Wilhelm Rivalier von Meysenbug came from a Huguenot family from Kurhessen . Meysenbug's father, Carl Rivalier , was raised to hereditary nobility in 1825 by the Elector of Hesse with an increase in his name by von Meysenbug , the name of an extinct family of the Old Hessen knighthood ; In 1834 he received the hereditary title of baron from the emperor . The writer Malwida von Meysenbug was Wilhelm's sister.

Wilhelm Rivalier von Meysenbug studied at the universities in Berlin and Heidelberg and then entered the diplomatic service of the Grand Duchy of Baden . In 1842 Meysenbug became legation secretary at the Württemberg royal court in Stuttgart and in 1843 at the Austrian imperial court in Vienna . In 1846 he returned to Karlsruhe as a legation counselor in the Baden residence.

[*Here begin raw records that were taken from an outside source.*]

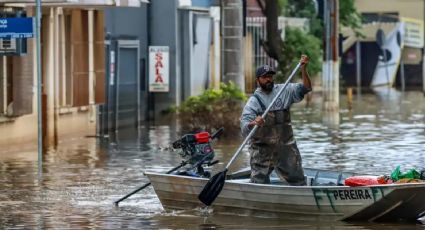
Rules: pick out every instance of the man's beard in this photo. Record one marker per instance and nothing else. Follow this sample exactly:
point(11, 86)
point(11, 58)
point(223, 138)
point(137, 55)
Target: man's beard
point(268, 87)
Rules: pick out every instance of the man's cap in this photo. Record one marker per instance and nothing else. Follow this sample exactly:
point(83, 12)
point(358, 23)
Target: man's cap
point(264, 70)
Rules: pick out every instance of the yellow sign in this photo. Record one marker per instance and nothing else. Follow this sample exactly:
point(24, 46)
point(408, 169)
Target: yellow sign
point(413, 32)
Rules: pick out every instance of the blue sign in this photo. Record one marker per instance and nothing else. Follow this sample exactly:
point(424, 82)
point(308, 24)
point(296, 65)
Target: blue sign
point(16, 28)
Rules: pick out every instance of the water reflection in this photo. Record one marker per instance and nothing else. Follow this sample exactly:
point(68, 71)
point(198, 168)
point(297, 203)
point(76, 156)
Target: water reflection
point(83, 176)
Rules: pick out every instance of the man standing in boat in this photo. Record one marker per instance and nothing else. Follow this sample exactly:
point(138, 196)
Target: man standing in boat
point(273, 146)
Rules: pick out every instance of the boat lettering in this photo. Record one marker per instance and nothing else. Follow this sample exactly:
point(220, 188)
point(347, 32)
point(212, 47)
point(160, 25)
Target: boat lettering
point(352, 194)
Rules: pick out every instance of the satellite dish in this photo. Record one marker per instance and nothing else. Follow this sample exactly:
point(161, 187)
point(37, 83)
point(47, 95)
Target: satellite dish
point(380, 37)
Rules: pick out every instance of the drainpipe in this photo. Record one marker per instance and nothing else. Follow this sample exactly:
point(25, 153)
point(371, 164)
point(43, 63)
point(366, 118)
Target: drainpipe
point(57, 11)
point(91, 66)
point(39, 109)
point(423, 58)
point(215, 12)
point(4, 63)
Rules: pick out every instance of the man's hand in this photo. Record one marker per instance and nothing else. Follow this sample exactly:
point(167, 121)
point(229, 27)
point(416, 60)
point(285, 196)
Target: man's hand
point(257, 121)
point(304, 60)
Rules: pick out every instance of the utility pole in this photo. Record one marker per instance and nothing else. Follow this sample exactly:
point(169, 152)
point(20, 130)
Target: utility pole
point(232, 46)
point(330, 80)
point(39, 88)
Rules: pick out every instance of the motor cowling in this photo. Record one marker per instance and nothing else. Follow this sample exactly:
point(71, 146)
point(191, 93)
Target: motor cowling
point(195, 147)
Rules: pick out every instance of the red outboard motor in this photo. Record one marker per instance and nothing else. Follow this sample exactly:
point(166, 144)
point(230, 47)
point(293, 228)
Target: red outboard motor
point(196, 149)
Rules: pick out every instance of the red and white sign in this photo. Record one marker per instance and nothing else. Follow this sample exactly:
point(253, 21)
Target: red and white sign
point(159, 68)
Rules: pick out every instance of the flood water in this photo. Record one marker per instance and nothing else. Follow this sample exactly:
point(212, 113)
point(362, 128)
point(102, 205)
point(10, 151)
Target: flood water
point(83, 176)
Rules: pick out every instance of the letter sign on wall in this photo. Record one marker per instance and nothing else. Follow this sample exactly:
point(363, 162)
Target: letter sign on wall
point(159, 68)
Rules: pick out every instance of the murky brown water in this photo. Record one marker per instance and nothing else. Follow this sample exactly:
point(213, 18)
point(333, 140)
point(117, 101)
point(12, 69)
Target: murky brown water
point(83, 177)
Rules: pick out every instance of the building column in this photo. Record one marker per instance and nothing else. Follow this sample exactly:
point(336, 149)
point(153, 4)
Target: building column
point(49, 45)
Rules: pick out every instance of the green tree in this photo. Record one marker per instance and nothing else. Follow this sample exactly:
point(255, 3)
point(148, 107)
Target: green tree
point(213, 109)
point(298, 42)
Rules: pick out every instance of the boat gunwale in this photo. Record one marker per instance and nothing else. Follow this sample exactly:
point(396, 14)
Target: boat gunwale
point(235, 181)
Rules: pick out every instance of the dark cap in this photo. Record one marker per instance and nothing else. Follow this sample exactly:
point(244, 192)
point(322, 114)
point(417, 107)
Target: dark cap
point(264, 70)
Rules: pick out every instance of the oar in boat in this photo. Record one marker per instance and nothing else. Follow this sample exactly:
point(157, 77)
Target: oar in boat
point(183, 163)
point(214, 186)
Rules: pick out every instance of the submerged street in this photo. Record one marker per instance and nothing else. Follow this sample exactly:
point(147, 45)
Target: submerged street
point(84, 176)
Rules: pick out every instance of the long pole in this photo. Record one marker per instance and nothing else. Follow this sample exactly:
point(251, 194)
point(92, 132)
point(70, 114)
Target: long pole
point(39, 104)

In 1849 Meysenbug went on a diplomatic mission for the Grand Duke to Berlin . There he brought about the military intervention of the Prussian Army in June 1849 against the Baden Revolution and negotiated Baden's accession to the Epiphany . In the same year Meysenbug was Baden representative on the administrative council of the allied governments in Berlin and in 1851 certified envoy to the Prussian royal court . In 1850 he was a member of the state house of the Erfurt Union Parliament .

Foreign Minister of Baden

On May 19, 1856, the Baden regent appointed the diplomat Meysenbug as Minister of State of the Grand Ducal House and Foreign Affairs and thus formally head of the new government, although this top position was somewhat after the entry of Interior and Justice Minister Franz von Stengel on September 20, 1849 took a back seat, so that the term Kabinett Stengel , and sometimes also Kabinett Stengel-Meysenbug, entered the literature. In any case, there was no minister of state officially appointed head of the entire ministry in Baden for the period from 1846 to 1861. While Meysenbug was still an advocate of a small German solution before joining the ministry, as Foreign Minister he increasingly thought in favor of Austria. Although Meysenbug was a Protestant, he and the Catholic Stengel consistently followed the line of a concordat with the Vatican, which granted the Archdiocese of Freiburg extensive rights of autonomy. According to the Liberals, this would have meant giving up essential sovereign rights of the Baden state. A dispute broke out between the Baden Estates Assembly and the Stengel-Meysenbug government when it initialed the treaty of the Grand Duchy of Baden with the Roman Catholic Church on June 28, 1859, without having previously asked the chambers to approve the Concordat. When the Second Chamber decided to reject this church convention in March 1860 by 46 votes to 15, the Grand Duke dismissed the Stengel-Meysenbug cabinet and formed the new liberal Stabel government . Meysenbug retired and lived in complete seclusion for another six years.